[P1] Compatibility with tooling that expects a HF transformer model
I'm raising the issue that in terms of "production readyness" (statet goal) pyreft, designed as a very thoughtful library, will need to work together with tooling that expects a loadable vanilla transformer model. A real world reproducible example is loading a pyvene trained model with https://github.com/outlines-dev/outlines in order to create structured json/ schema following outputs.
While the model can be accessed via pyref_model.model - it is not loadable, and in any case one tool would miss the other's functionality when loaded this way. What would be a advisable strategy to integrate with other tooling? May I suggest also different backend engines (e.g. vllm, ollama, llama.cpp) will need to have have interfaces to pyreft. Maybe I'm overseeing some documentation here but I'm unsure how to proceed.

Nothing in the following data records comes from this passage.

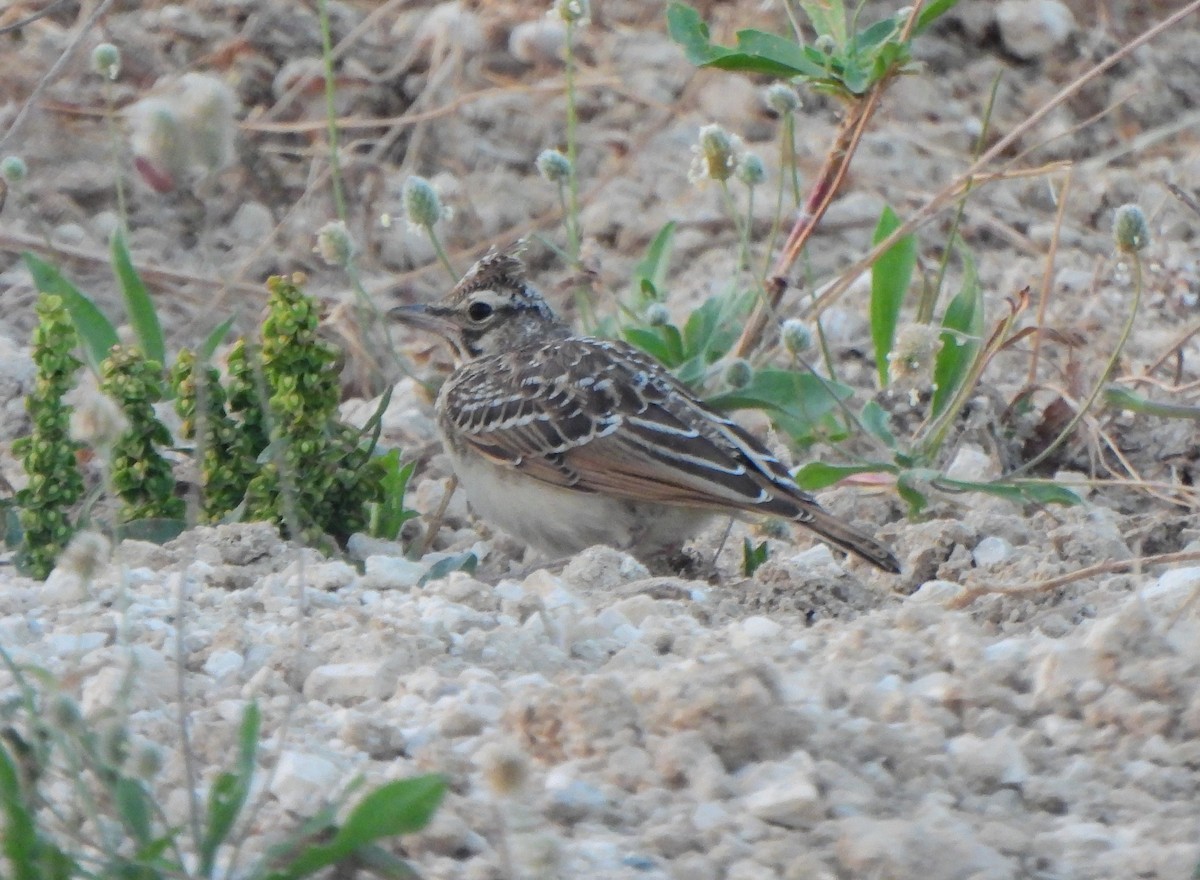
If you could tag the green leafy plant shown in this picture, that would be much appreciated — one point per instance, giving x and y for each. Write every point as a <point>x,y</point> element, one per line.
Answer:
<point>48,453</point>
<point>389,514</point>
<point>268,441</point>
<point>936,360</point>
<point>114,785</point>
<point>226,448</point>
<point>139,474</point>
<point>754,556</point>
<point>840,61</point>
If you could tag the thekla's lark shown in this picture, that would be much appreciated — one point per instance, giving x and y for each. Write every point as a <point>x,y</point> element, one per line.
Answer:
<point>567,441</point>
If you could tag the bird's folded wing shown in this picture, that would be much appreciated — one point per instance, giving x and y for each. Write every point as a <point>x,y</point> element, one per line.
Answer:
<point>599,417</point>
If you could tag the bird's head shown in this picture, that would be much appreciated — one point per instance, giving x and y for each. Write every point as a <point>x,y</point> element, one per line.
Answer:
<point>492,310</point>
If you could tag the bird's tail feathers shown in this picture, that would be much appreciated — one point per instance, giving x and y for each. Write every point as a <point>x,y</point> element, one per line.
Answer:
<point>850,539</point>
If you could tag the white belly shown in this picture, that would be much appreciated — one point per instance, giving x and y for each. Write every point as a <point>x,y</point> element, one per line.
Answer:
<point>563,521</point>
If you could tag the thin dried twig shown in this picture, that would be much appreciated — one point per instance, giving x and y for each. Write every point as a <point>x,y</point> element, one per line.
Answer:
<point>1110,567</point>
<point>828,184</point>
<point>82,30</point>
<point>1048,280</point>
<point>947,195</point>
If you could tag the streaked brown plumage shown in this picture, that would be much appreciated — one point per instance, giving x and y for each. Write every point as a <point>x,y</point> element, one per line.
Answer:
<point>569,441</point>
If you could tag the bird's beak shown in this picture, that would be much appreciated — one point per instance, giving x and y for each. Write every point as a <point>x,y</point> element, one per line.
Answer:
<point>423,318</point>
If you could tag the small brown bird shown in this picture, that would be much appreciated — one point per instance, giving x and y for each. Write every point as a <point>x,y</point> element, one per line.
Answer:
<point>568,441</point>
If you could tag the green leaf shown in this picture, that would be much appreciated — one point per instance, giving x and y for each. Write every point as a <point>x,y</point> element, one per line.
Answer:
<point>652,271</point>
<point>154,530</point>
<point>389,515</point>
<point>663,343</point>
<point>137,301</point>
<point>133,807</point>
<point>1020,491</point>
<point>755,52</point>
<point>816,474</point>
<point>753,556</point>
<point>796,401</point>
<point>97,333</point>
<point>444,568</point>
<point>871,39</point>
<point>828,17</point>
<point>215,339</point>
<point>891,277</point>
<point>396,808</point>
<point>712,329</point>
<point>229,790</point>
<point>875,419</point>
<point>961,337</point>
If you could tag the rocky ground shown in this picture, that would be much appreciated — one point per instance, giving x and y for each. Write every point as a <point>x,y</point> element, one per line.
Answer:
<point>815,720</point>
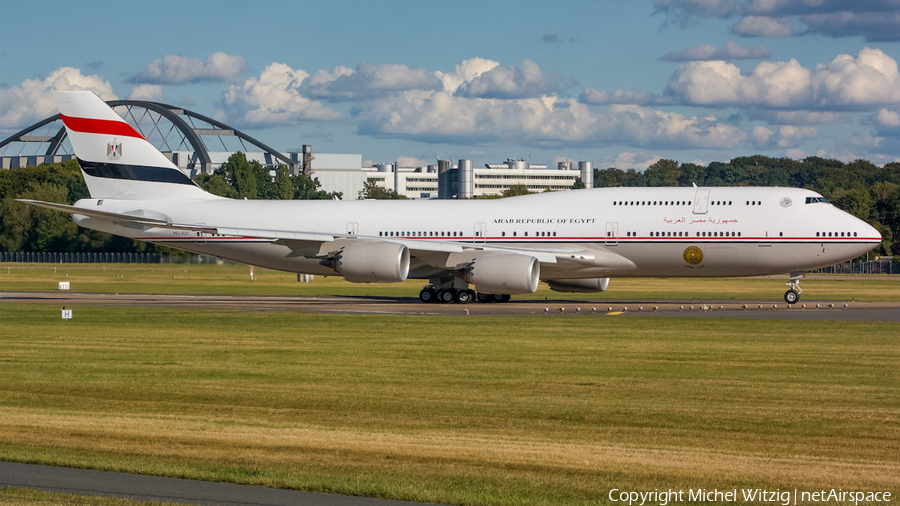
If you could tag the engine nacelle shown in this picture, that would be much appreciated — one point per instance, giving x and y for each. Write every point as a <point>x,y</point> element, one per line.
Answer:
<point>504,274</point>
<point>591,285</point>
<point>373,262</point>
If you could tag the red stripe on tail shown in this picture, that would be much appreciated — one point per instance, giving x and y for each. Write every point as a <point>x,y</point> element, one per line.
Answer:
<point>100,126</point>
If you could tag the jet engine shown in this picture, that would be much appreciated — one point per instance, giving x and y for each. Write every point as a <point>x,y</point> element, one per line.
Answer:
<point>504,273</point>
<point>372,262</point>
<point>591,285</point>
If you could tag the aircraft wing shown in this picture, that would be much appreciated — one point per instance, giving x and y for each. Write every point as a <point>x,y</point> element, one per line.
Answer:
<point>440,253</point>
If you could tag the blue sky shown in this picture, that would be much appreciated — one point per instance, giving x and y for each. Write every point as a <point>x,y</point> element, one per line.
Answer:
<point>617,83</point>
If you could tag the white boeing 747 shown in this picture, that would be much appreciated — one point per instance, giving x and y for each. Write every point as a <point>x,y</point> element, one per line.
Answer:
<point>573,240</point>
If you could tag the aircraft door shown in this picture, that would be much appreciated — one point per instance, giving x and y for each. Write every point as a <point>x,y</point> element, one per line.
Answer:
<point>480,232</point>
<point>612,233</point>
<point>201,236</point>
<point>701,201</point>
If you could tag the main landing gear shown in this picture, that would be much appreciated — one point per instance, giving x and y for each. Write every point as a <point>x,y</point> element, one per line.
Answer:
<point>792,296</point>
<point>450,290</point>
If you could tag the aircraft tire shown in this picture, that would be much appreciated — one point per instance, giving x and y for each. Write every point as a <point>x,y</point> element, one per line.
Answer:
<point>791,297</point>
<point>428,295</point>
<point>464,296</point>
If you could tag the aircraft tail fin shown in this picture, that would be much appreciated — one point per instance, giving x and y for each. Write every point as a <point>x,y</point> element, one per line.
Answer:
<point>116,160</point>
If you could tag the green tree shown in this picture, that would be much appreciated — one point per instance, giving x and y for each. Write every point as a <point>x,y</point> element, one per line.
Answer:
<point>663,173</point>
<point>692,174</point>
<point>284,187</point>
<point>608,178</point>
<point>216,184</point>
<point>307,187</point>
<point>516,190</point>
<point>240,174</point>
<point>372,191</point>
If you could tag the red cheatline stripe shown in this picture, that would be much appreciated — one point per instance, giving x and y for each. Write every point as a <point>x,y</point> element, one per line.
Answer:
<point>100,126</point>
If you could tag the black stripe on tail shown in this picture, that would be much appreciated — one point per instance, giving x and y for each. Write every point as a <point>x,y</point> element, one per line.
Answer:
<point>134,172</point>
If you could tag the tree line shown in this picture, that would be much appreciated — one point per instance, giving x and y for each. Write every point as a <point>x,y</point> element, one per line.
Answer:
<point>861,188</point>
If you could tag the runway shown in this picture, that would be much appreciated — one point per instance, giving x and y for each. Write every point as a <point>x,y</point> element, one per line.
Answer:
<point>748,309</point>
<point>156,488</point>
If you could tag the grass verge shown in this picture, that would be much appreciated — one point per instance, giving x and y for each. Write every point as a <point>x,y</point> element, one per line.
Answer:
<point>235,280</point>
<point>460,411</point>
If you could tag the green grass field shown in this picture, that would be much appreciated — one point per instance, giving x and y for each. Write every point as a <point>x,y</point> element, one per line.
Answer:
<point>26,497</point>
<point>453,410</point>
<point>235,280</point>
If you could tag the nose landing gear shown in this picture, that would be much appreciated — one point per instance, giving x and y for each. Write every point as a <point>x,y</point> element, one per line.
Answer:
<point>792,296</point>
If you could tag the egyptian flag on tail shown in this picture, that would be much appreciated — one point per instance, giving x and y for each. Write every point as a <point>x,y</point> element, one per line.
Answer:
<point>117,162</point>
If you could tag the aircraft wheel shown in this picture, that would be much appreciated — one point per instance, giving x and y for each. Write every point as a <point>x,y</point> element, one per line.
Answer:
<point>428,295</point>
<point>791,297</point>
<point>464,296</point>
<point>446,296</point>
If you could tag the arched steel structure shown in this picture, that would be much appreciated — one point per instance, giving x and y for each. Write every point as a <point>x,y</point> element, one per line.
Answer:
<point>182,120</point>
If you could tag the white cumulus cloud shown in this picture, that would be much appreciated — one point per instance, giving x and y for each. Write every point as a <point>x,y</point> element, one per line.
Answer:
<point>787,137</point>
<point>592,96</point>
<point>707,52</point>
<point>151,92</point>
<point>368,81</point>
<point>443,117</point>
<point>762,26</point>
<point>846,83</point>
<point>33,100</point>
<point>272,98</point>
<point>175,69</point>
<point>524,81</point>
<point>875,20</point>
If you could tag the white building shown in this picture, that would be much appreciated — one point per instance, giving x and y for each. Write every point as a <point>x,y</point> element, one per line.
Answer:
<point>493,179</point>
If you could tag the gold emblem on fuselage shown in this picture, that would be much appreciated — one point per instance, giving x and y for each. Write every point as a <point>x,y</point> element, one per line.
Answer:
<point>693,255</point>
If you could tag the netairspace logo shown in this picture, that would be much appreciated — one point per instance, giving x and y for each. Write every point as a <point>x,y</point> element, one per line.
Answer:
<point>747,495</point>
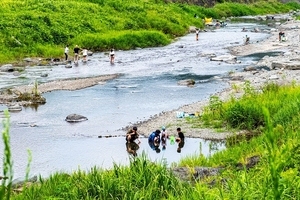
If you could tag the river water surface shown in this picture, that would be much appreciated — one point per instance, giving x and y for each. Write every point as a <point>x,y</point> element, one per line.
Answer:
<point>147,86</point>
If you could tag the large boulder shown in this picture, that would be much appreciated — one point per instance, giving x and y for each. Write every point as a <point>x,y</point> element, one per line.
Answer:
<point>7,68</point>
<point>76,118</point>
<point>187,82</point>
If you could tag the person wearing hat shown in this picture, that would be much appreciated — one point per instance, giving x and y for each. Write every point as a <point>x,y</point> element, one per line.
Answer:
<point>154,140</point>
<point>132,135</point>
<point>154,136</point>
<point>164,135</point>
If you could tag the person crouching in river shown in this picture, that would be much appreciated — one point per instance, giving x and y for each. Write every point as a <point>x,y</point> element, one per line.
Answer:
<point>112,56</point>
<point>132,135</point>
<point>154,140</point>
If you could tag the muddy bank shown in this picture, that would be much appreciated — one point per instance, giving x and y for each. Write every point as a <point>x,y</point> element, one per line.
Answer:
<point>256,75</point>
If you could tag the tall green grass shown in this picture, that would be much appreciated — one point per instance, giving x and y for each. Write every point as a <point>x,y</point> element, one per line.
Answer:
<point>275,176</point>
<point>43,28</point>
<point>6,186</point>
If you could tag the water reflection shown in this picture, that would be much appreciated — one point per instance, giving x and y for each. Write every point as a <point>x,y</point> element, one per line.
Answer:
<point>132,148</point>
<point>180,146</point>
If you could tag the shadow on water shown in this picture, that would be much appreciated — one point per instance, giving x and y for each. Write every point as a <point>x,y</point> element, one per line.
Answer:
<point>258,56</point>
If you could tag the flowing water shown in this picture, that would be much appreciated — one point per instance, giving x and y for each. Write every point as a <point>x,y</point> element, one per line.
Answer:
<point>147,86</point>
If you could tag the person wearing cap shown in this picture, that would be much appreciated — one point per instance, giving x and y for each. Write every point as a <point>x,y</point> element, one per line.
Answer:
<point>180,140</point>
<point>154,140</point>
<point>164,135</point>
<point>76,54</point>
<point>132,135</point>
<point>112,56</point>
<point>154,137</point>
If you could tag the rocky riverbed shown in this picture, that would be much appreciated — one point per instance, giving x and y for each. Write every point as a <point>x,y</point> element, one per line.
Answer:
<point>281,69</point>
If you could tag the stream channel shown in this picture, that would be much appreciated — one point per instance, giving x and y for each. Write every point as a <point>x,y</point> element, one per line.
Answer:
<point>147,86</point>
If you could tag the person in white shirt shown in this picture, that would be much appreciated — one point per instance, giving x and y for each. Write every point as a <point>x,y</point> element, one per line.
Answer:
<point>112,56</point>
<point>67,52</point>
<point>84,54</point>
<point>197,34</point>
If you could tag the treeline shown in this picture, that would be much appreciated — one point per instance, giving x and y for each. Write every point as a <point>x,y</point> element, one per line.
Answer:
<point>43,27</point>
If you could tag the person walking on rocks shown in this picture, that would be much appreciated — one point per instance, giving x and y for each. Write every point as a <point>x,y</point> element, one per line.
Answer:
<point>132,135</point>
<point>180,140</point>
<point>112,56</point>
<point>180,136</point>
<point>84,55</point>
<point>197,34</point>
<point>76,54</point>
<point>67,52</point>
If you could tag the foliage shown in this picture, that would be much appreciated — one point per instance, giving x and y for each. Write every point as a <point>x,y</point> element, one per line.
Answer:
<point>5,188</point>
<point>42,28</point>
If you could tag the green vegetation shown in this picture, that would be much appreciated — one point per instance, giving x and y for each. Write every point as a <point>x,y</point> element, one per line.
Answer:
<point>275,176</point>
<point>43,27</point>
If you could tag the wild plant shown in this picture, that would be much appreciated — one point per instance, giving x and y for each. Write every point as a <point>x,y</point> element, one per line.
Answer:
<point>6,186</point>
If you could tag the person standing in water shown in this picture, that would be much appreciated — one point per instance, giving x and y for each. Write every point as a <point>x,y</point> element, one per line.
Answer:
<point>67,52</point>
<point>84,55</point>
<point>132,135</point>
<point>76,54</point>
<point>112,56</point>
<point>197,34</point>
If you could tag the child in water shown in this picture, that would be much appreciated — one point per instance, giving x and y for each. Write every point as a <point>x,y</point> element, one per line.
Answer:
<point>112,56</point>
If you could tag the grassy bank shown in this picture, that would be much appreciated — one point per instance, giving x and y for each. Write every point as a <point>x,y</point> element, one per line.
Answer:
<point>43,28</point>
<point>276,144</point>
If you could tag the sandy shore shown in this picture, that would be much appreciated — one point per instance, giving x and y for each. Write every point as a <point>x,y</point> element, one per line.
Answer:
<point>6,97</point>
<point>255,76</point>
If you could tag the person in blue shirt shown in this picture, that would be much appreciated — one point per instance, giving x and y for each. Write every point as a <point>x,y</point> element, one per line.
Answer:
<point>154,136</point>
<point>154,140</point>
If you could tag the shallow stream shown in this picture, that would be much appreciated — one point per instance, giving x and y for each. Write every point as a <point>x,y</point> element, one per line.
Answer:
<point>147,86</point>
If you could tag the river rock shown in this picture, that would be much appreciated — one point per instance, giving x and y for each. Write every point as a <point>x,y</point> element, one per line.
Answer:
<point>90,53</point>
<point>76,118</point>
<point>7,68</point>
<point>27,59</point>
<point>286,65</point>
<point>224,58</point>
<point>187,82</point>
<point>250,68</point>
<point>14,108</point>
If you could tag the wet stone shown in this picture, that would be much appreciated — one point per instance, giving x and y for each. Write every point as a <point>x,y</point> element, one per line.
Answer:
<point>75,118</point>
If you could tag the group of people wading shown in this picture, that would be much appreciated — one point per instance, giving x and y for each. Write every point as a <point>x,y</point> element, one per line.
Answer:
<point>156,138</point>
<point>77,51</point>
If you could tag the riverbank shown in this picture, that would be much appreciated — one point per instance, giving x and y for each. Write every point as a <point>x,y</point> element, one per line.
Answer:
<point>254,74</point>
<point>281,74</point>
<point>8,96</point>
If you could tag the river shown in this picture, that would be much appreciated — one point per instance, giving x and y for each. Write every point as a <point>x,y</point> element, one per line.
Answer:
<point>147,86</point>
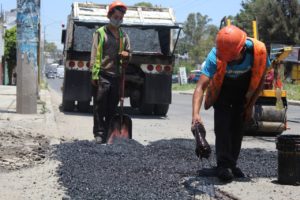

Is merging a pyvene intervention into the base model possible or is pyvene/pyreft more of an active component that will require code changes in any case?
Hey! So:
- We got similar questions on Twitter about accelerating inference with different backends (
vllm,mlx, etc.) Currently,pyveneis a major dependency for which no alternative exists: it manages thetorchhooks that are used to intervene on hidden representations at the token-level inpyreft. To enable support for non-HF and/or non-torchmodels, we would need to replicate somepyvenefunctionality. We have thought about how to do this simply without needing to portpyveneentirely[^thoughts], but it's a long-term software engineering task that we don't immediately have the time/resources/people for. Maybe in the summer oncepyreftis known to be stable for a variety of models + tasks, we will invest time into this. - The LoReFT intervention can't be merged into the base model for two reasons. (1) It is a complex function applied directly to the hidden state, so it operates differently than existing model components (which add to the hidden state via residuals) and so can't be folded into them as far as we can tell. (2) It operates only on some tokens, not all, but model weights are the same for every token.
So overall, using LoReFT in a model requires either torch-style hooking functionality or code changes to the model to support token-level interventions.
[^thoughts]: E.g. we could just load pyvene for the KV-cache population when processing the prompt, and then use the efficient backend for generation. But in the future, we want to support intervention on decoding steps as well which is messier.
assigning with P1 since there is no blocker.
an elegant solution could be providing an import AutoModel from pyreft that encapsulates the hooks while preserving compatibility with other libraries. Is this on a high level possible? If so, I'd be willing to contribute , my interest here lies also in supporting high troughput vllm and per request model switching, both possible with vllm already. They just loads a HF AutoModel in the end.